Shooting stars: I went to St Thomas's, a small church primary school near Stockport, and Miss Thomas was my teacher. You were awarded yellow stars for doing quite well and gold stars for doing very well. When I got a page of gold stars for sums and letters, I knew I was on my way. We sang our tables; I still do it when I want to know five sevens.

First 11-plus: I went to Stockport High School for Girls, first into its juniors, and then took the 11-plus to the main school. In 1945 we were the first to take it, after the 1944 Education Act. I was a swot, but quite naughty as well. It was a cracking education.

Booby prize? At 12 I came third in the short story competition on the children's page of the Stockport Advertiser. Imagine my disgust when the prize came: it was an old-fashioned card with lots of dots for knitting patterns. It was suitable for an eight-year-old, and I threw it away.

Creditable exam results? In my School Certificate I got six distinctions and three credits. Kemsley Press offered to each of the 10 schools in Stockport two travelling scholarships for the best results. I won one, and we all went to Holland and Belgium; it was the first time I'd been abroad - and in the company of boys. I went out with one of the boys for two years afterwards.

A-levels? Then came a major disappointment. I wanted to do a "Higher" in English but I wasn't allowed to because I had only got a credit instead of a distinction. (I think the teacher didn't like me.) Because of that, I couldn't do English in the sixth form, so I couldn't do English at University, so I couldn't become a writer. Instead, I took four subjects: history, geography, French and Latin.
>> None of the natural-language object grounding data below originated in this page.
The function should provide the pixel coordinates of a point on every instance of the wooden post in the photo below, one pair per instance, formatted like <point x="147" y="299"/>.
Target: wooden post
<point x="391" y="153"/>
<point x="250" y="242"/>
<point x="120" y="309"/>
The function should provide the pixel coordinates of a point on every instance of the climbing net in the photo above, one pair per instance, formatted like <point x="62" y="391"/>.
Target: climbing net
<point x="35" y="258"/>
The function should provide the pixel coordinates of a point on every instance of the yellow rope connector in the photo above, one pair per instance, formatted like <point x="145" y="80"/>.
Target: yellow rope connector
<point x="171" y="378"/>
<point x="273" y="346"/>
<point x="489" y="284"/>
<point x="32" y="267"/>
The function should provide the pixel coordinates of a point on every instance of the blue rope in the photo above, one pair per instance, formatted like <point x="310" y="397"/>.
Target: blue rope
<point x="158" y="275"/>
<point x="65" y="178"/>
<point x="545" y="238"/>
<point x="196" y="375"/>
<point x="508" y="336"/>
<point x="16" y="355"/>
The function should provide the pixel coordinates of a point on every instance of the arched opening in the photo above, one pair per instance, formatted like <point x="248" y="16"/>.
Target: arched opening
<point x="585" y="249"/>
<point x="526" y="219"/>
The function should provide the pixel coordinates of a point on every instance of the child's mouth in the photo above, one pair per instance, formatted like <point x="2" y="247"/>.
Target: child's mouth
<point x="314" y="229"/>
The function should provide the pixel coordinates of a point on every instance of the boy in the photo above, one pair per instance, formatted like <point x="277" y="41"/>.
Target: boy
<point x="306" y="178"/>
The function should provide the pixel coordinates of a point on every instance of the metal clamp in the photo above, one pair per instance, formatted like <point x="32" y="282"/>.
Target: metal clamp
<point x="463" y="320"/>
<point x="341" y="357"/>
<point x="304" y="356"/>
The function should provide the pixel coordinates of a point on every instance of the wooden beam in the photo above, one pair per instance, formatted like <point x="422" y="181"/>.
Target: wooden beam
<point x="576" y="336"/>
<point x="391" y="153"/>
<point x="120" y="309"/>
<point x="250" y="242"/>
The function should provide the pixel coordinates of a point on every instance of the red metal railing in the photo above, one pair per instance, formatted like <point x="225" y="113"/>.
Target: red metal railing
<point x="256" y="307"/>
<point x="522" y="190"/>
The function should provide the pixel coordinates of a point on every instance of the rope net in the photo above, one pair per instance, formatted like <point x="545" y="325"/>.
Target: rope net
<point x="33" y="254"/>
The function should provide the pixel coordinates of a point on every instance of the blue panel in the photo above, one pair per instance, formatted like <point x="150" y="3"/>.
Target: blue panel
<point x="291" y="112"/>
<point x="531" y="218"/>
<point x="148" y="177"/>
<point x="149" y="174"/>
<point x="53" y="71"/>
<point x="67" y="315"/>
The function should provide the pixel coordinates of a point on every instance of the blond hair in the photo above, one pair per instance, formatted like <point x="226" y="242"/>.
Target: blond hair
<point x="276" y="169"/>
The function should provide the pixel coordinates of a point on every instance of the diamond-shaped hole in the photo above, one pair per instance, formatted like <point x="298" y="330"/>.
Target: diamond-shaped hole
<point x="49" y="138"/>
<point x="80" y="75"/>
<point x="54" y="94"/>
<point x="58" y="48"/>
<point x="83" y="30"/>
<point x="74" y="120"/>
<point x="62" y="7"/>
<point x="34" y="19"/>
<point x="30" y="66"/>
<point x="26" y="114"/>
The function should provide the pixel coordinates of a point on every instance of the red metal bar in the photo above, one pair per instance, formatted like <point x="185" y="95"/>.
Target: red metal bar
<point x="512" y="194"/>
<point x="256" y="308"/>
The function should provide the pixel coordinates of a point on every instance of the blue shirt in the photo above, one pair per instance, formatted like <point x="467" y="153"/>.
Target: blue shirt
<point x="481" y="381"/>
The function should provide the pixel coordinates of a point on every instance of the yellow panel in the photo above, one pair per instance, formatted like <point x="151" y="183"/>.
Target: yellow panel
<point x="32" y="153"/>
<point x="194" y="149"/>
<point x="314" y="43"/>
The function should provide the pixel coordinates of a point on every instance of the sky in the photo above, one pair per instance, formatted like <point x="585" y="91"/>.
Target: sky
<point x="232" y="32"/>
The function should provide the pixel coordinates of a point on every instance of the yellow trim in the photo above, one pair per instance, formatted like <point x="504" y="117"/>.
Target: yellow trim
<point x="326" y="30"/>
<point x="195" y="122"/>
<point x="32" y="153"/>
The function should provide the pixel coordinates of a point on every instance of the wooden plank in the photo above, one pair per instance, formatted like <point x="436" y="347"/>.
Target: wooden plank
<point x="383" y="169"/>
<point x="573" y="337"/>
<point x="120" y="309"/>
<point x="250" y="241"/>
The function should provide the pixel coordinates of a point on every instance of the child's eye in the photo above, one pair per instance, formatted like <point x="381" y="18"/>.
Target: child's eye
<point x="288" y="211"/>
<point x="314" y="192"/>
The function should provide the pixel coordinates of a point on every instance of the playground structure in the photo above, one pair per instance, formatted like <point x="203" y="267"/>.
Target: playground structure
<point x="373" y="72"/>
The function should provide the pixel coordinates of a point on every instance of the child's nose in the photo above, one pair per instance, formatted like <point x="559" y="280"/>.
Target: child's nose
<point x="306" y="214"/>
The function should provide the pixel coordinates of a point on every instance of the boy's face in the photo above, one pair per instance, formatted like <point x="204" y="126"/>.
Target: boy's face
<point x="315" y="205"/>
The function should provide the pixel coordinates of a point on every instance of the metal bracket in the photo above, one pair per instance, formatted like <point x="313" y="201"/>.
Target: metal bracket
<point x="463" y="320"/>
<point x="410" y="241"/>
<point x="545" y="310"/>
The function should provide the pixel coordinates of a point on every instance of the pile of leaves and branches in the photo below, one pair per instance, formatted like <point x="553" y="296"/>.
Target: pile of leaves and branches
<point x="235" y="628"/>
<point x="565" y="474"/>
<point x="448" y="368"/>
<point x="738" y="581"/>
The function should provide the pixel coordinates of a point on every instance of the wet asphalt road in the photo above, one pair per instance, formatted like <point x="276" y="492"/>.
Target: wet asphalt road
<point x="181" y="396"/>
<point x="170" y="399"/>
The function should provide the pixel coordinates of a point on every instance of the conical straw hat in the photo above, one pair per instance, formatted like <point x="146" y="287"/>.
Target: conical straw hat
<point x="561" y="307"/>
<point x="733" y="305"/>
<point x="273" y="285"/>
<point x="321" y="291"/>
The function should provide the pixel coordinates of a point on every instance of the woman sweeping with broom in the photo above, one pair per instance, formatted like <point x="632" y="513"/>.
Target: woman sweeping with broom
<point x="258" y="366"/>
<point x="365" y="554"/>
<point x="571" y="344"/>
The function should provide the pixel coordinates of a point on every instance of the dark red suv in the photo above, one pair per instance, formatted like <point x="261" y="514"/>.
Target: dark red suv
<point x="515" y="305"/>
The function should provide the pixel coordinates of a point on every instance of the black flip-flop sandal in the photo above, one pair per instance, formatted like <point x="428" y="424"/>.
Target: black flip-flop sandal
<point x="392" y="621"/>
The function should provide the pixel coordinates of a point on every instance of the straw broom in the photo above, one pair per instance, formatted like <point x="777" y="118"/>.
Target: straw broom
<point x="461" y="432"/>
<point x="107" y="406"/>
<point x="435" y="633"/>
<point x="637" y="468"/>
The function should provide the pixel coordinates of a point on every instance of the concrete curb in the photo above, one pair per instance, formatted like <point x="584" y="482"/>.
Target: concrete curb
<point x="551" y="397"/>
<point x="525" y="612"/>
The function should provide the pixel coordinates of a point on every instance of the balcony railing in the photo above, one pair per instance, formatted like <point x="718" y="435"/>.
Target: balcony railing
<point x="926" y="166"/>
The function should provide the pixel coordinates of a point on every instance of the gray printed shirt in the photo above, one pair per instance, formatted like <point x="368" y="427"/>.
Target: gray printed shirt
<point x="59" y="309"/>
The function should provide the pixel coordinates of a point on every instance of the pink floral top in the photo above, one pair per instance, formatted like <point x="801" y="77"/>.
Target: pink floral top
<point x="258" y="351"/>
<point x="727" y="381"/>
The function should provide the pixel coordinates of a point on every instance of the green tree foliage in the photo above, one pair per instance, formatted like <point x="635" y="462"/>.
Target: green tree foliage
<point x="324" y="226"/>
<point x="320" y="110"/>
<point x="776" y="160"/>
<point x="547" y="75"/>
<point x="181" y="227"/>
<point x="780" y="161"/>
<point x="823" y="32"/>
I did well.

Cambridge accent: Access to university was now free, and I was the first of my family to go. I took the entrance to Newnham and they said, "Come back in a year." I got in to read economics.

Economical with the economics: After a year, I didn't do too well in Part I. I then changed to history. I remember getting back an essay on which was written, "I cannot mark such rubbish." That pulled me up sharp and did me a power of good.

Hall of fame? I had a tartish part in Point of Departure by Jean Anouilh, Peter Hall's first Cambridge production. Karl [now Professor] Miller wrote in his review, "She plays a tart like the Virgin Mary." I kept on acting, but wasn't very good.

Finals result? I left with a 2.2 in History and joined the BBC as a radio technician. I had to do the studio management training course twice; these days they'd chuck you out.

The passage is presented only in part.